Misschien is het doel van het museum niet de confrontatie met de eigen migratie, om empathie te stimuleren. Misschien wil het museum ons eerder een spiegel voorhouden, om ons te helpen zien dat we de geschiedenis blijven herhalen. Om ons te confronteren met wat we deden toen we onwetend waren, toen de Verenigde Staten hun migratiebeleid strenger maakten, net voor de Holocaust. Misschien moeten we niet herinnerd worden aan een tijd toen we zelf migranten waren, maar aan een tijd toen onze gastvrijheid tekortschoot. Om ons te herkennen, niet in de andere, maar in onszelf.

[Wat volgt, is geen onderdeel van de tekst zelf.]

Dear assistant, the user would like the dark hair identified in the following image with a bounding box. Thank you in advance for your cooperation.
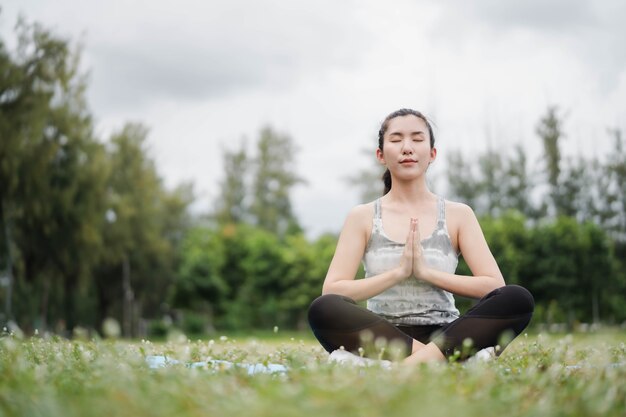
[378,109,435,195]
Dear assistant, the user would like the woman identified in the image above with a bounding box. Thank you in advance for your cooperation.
[309,109,534,363]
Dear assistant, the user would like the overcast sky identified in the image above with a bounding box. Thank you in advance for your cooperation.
[0,0,626,236]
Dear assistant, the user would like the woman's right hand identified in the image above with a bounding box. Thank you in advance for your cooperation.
[396,218,417,281]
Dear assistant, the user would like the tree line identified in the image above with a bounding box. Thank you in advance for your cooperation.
[0,17,626,337]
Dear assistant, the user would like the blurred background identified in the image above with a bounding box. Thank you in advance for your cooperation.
[0,0,626,337]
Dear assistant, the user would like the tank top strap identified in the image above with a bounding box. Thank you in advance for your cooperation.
[373,198,383,233]
[437,197,446,227]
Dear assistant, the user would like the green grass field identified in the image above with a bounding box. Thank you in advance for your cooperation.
[0,331,626,417]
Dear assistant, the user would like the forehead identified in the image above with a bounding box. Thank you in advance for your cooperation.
[385,114,428,134]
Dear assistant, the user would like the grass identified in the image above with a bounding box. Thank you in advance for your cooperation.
[0,331,626,417]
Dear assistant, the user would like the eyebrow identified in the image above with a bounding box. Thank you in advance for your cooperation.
[389,130,424,136]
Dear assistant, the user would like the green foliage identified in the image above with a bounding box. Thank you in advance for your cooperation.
[168,224,336,329]
[0,17,192,334]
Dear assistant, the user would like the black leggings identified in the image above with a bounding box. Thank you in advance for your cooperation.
[309,285,535,360]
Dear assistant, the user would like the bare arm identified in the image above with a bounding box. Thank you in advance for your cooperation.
[322,205,413,301]
[413,205,505,298]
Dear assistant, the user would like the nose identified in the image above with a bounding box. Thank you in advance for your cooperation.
[402,139,413,155]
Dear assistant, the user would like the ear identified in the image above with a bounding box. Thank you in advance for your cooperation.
[430,148,437,163]
[376,148,385,165]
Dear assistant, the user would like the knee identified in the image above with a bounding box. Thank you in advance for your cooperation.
[500,285,535,314]
[308,294,354,328]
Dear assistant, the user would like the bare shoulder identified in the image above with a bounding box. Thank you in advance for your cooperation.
[339,203,374,245]
[346,202,374,226]
[446,200,476,222]
[446,200,477,252]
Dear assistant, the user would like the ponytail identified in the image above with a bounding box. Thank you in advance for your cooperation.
[382,169,391,195]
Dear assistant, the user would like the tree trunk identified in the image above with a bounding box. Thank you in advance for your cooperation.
[0,197,13,321]
[122,256,134,337]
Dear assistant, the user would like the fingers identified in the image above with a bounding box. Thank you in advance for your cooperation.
[406,217,415,251]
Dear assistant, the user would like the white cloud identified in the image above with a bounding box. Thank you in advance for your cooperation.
[0,0,626,234]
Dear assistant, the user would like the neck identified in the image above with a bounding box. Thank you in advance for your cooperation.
[385,177,435,204]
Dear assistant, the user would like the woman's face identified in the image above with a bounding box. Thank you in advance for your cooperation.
[376,115,437,179]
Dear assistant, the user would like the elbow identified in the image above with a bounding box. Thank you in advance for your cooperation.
[483,277,506,296]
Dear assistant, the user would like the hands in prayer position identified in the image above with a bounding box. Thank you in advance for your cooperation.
[398,218,428,279]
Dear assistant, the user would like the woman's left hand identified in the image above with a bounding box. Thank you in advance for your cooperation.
[413,220,428,280]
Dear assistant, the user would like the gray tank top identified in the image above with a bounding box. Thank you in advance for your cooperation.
[363,197,459,325]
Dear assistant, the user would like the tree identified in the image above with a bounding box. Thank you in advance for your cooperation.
[250,127,304,236]
[214,142,250,224]
[446,151,481,213]
[96,123,193,335]
[0,20,107,328]
[345,149,385,203]
[536,106,568,216]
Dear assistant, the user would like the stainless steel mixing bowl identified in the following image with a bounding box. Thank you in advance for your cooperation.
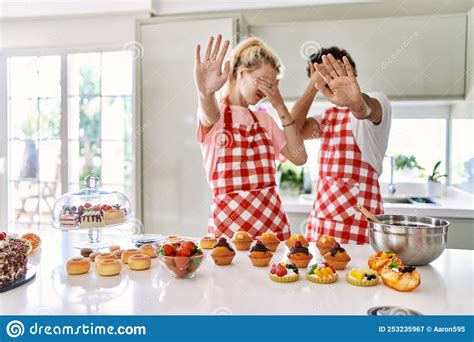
[368,215,451,266]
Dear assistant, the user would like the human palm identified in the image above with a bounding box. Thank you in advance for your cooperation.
[315,54,362,107]
[194,35,230,96]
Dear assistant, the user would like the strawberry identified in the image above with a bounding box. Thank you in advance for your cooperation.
[270,264,277,274]
[162,244,176,256]
[276,264,288,277]
[181,241,196,250]
[176,247,192,257]
[174,256,189,270]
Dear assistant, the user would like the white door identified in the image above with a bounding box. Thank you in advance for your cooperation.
[138,18,237,236]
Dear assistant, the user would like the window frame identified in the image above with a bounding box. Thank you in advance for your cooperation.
[0,45,140,231]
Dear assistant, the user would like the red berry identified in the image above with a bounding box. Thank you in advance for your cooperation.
[270,264,276,274]
[276,264,288,277]
[163,244,176,256]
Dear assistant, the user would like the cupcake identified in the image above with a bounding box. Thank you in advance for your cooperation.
[306,261,338,284]
[268,262,300,283]
[286,234,309,248]
[346,267,379,286]
[380,262,421,292]
[232,230,253,251]
[211,237,235,266]
[249,240,273,267]
[316,235,340,255]
[257,232,280,252]
[199,236,217,249]
[288,240,313,268]
[367,252,403,273]
[324,247,351,270]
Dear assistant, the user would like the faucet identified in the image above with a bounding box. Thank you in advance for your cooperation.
[388,156,397,196]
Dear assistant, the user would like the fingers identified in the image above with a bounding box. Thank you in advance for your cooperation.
[328,54,345,76]
[314,83,333,99]
[204,36,214,62]
[217,40,230,64]
[195,44,201,64]
[342,56,355,76]
[315,63,332,84]
[323,55,337,78]
[222,61,230,79]
[211,34,222,60]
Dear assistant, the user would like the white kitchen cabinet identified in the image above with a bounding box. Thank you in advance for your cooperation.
[250,14,466,99]
[137,18,238,236]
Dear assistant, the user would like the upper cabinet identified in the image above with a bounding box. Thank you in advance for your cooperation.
[250,15,467,99]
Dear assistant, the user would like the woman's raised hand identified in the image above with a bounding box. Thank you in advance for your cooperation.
[194,34,230,97]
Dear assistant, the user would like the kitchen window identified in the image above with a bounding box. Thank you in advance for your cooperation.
[7,51,134,231]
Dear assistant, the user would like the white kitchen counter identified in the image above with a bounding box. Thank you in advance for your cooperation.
[282,187,474,219]
[0,231,474,315]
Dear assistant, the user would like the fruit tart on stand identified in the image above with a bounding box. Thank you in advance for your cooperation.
[51,175,133,250]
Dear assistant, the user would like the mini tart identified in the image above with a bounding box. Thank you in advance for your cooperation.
[367,252,403,273]
[249,240,273,267]
[138,244,158,258]
[316,235,340,255]
[346,267,379,286]
[306,261,339,284]
[257,232,280,252]
[211,237,235,266]
[285,234,309,248]
[287,241,313,268]
[232,230,253,251]
[380,265,421,292]
[324,247,351,270]
[268,262,300,283]
[199,236,217,249]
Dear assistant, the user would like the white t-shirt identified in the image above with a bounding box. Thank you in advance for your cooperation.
[316,92,392,176]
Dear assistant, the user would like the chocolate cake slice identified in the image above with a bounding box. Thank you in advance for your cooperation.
[0,237,28,287]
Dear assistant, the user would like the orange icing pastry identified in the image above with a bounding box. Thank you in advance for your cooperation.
[211,237,235,266]
[316,235,340,255]
[324,247,351,270]
[268,262,300,283]
[249,240,273,267]
[380,262,421,292]
[287,240,313,268]
[286,234,309,248]
[306,261,338,284]
[367,252,403,273]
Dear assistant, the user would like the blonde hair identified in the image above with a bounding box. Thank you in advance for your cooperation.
[220,38,283,99]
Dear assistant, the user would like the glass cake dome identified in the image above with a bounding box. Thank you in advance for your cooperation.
[51,175,133,248]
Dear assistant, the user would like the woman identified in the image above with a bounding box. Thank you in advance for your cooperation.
[194,35,307,240]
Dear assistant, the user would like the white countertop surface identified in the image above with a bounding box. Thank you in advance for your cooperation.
[0,231,474,315]
[282,187,474,219]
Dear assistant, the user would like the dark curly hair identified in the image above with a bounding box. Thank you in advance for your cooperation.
[306,46,357,77]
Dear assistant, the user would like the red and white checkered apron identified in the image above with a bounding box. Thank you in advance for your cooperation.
[306,107,383,244]
[208,100,291,240]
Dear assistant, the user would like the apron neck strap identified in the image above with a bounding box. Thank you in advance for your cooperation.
[224,97,258,128]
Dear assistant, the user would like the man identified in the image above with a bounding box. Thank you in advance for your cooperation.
[292,47,391,244]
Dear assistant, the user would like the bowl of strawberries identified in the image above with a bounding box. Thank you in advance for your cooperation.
[157,239,204,278]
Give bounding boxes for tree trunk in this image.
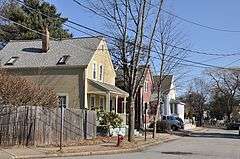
[128,97,135,142]
[152,98,160,138]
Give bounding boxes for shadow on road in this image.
[173,130,240,139]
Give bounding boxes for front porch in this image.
[87,79,128,125]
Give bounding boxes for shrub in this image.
[149,120,171,132]
[97,111,123,128]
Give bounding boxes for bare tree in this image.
[75,0,163,141]
[207,69,240,120]
[153,15,187,138]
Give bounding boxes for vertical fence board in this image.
[0,106,96,146]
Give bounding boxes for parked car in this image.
[226,122,240,130]
[162,115,184,131]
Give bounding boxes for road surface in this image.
[50,129,240,159]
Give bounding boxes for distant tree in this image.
[208,69,240,120]
[0,0,72,42]
[179,79,209,126]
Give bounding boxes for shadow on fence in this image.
[0,106,96,146]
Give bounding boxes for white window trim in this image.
[57,93,69,109]
[90,94,96,110]
[99,64,104,82]
[92,62,97,80]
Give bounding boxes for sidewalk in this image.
[0,134,179,159]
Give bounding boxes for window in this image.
[99,65,103,81]
[58,96,67,108]
[144,81,148,92]
[5,56,18,65]
[57,55,69,65]
[90,96,95,110]
[99,97,104,110]
[93,63,97,79]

Misschien zal die confrontatie ons eindelijk helpen om de dingen voor één keer anders te doen. Om eindelijk te leren van onze fouten.

Red Star Line is vooral een museum van verhalen. De fluisterende stemmen van de bezoekers en de opgenomen getuigenissen mengen zich door elkaar in de gangen. Zoals in de buitenwereld is er niet echt een verschil tussen onze stemmen. Laat ons dat begrijpen als een representatie van wat mogelijk is: een wereld van gelijkwaardige stemmen die komen en gaan.